Konuşmasında İçişleri Bakanı Süleyman Soylu’yu istifaya çağıran Salıcı, şöyle konuştu:

“Biz terbiyesizlik yapmış olmayalım, birçok şeyi söylüyorlar da. Adı Süleyman Soylu, onun Urfalı ile pek fotoğrafını bulamazsınız. Ama Urfa’da bir mafya babası varsa, onunla mutlaka fotoğrafı vardır. Onun dürüst, namuslu, alın teri ile hayatını kazanan insanlarla pek fotoğrafını göremezsiniz ama uyuşturucu baronu ise onunla boy boy fotoğrafları var. Şenyaşar ailesine bu zulmü yaşatanlarla beraber yürümeyi marifet sayarlar. Onun için biz kendisine fotoroman Süleyman diyoruz. Süleyman Soylu, İçişleri Bakanlığı pozisyonunda, yapması gereken şey bu ülkenin güvenliğini sağlamak. Yani yapması gereken şey bizim çocuklarımız okulda güvenle okusun, okulun kapısının çıkışında el altından uyuşturucu satılmasın, satan birileri varsa alsın yakalasın. İçişleri Bakanı’nın görevi bu, güvenliği sağlamak. Ama İçişleri Bakanı ne diyor, ‘Ya Nusaybin gibi, Kızıltepe gibi bazı ilçelerimiz var, buralarda yabancı istihbarat örgütleri fink atıyor, terör örgütlerinin elamanları var’. Sayın Süleyman Soylu, sen Türkiye’nin tarihini herhalde Adalet ve Kalkınma Partisi’nin kuruluşu ile başlatıyorsun. Senin bahsettiğin yerler bu ülkenin ilçeleri, bu ülkenin namuslu insanlarının yaşadığı yerler. Eğer oralarda yabancı istihbarat mensupları fink atıyorsa, sen ne iş yapıyorsun kardeş. Biraz onurlu ol, eğer başa çıkamıyorsan istifa et.”
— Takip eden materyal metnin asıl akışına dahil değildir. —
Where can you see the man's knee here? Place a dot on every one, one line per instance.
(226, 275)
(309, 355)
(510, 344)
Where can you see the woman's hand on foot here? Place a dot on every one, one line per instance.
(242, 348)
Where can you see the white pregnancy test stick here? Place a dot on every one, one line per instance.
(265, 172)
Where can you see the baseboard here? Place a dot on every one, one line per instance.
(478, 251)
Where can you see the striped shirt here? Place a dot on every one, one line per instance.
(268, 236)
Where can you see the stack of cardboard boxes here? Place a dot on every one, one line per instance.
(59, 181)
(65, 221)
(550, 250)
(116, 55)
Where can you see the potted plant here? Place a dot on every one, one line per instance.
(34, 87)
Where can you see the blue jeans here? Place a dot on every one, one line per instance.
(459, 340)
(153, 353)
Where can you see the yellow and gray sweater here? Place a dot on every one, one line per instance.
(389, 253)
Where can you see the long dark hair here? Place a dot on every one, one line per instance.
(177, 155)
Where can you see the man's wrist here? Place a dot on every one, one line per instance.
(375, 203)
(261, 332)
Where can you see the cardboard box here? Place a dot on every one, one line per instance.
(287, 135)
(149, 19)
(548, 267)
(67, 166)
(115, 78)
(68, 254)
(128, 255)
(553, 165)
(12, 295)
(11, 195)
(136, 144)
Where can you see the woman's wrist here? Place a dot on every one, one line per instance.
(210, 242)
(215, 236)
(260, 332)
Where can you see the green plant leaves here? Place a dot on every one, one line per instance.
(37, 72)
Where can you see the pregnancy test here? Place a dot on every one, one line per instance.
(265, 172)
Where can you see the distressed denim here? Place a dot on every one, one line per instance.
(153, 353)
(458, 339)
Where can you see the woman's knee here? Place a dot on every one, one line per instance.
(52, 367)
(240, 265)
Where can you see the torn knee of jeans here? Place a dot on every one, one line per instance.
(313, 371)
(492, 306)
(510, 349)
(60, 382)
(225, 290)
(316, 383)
Salıcı, Urfa’daki sığınmacı sorununa da değinerek, şunları açıkladı:

“Biz ırkçılık yapma peşinde değiliz, kimseyi hakir gören insanlar da değiliz. Ama bir ülkenin nüfusunun yüzde 10’u kadar insan çok kısa bir süre içinde bir ülkeye akın ediyorsa, o katlanılamaz bir noktaya doğru gidiyor demektir. Bizim yapmak istediğimiz şey açık, 2 sene içinde, büyük kısmı Suriyeli bu sığınmacıların, 2 sene içinde Suriye’deki meşru hükümet ile ilişkileri olumlu bir noktaya getirip, barışı tesis edip, Türkiye güçlü ve barış ortamına katkı sunabilecek önemli bir ülke, o insanların güvenliğini sağlamak, o insanlara siyasi güvenliklerini de sağlayarak, biz o Urfa’daki sığınmacıları kendi memleketlerine yollayacağız.”

ERDOĞAN- SİSİ FOTOĞRAFINA: GÖZ GÖZE, DİZ DİZE

AKP’nin dış politikasını eleştiren Salıcı, şunları söyledi:

“Biz kendi ülkemizi seviyor ve güçlü olsun, ulusal çıkarlarımız önde olsun, elimizdeki ay yıldızlı pasaportumuzla yurt dışına çıkarken güven ve gurur içinde çıkalım istiyoruz. Ama bunun yolu herkesle kavga etmek değil. Diploması diye bir şey var. Konuşursunuz, anlaşırsınız anlaşamazsınız. Ama dönüp başka ülkelerin yöneticilerine meydan mitinglerinde hakaret etmezsiniz, halklar arasında husumet yaratacak laflardan kaçınırsınız. Tayyip Bey ne yapıyor? Tayyip Bey’in bağırmadığı, meydan mitinginde had bildirme babında hakaret etmediği kimse kalmadı. Dünya bu, hayat dönüyor ve dolaşıyor. Bir zamanlar ‘Firavun, katil’ dediği Sisi ile göz göze ve neredeyse diz dize fotoğraf çektirmek zorunda kalıyor. Şimdi sorarlar, sen normal bir dış politika yürütüyor olsaydın, kimse sana bunu sormazdı.”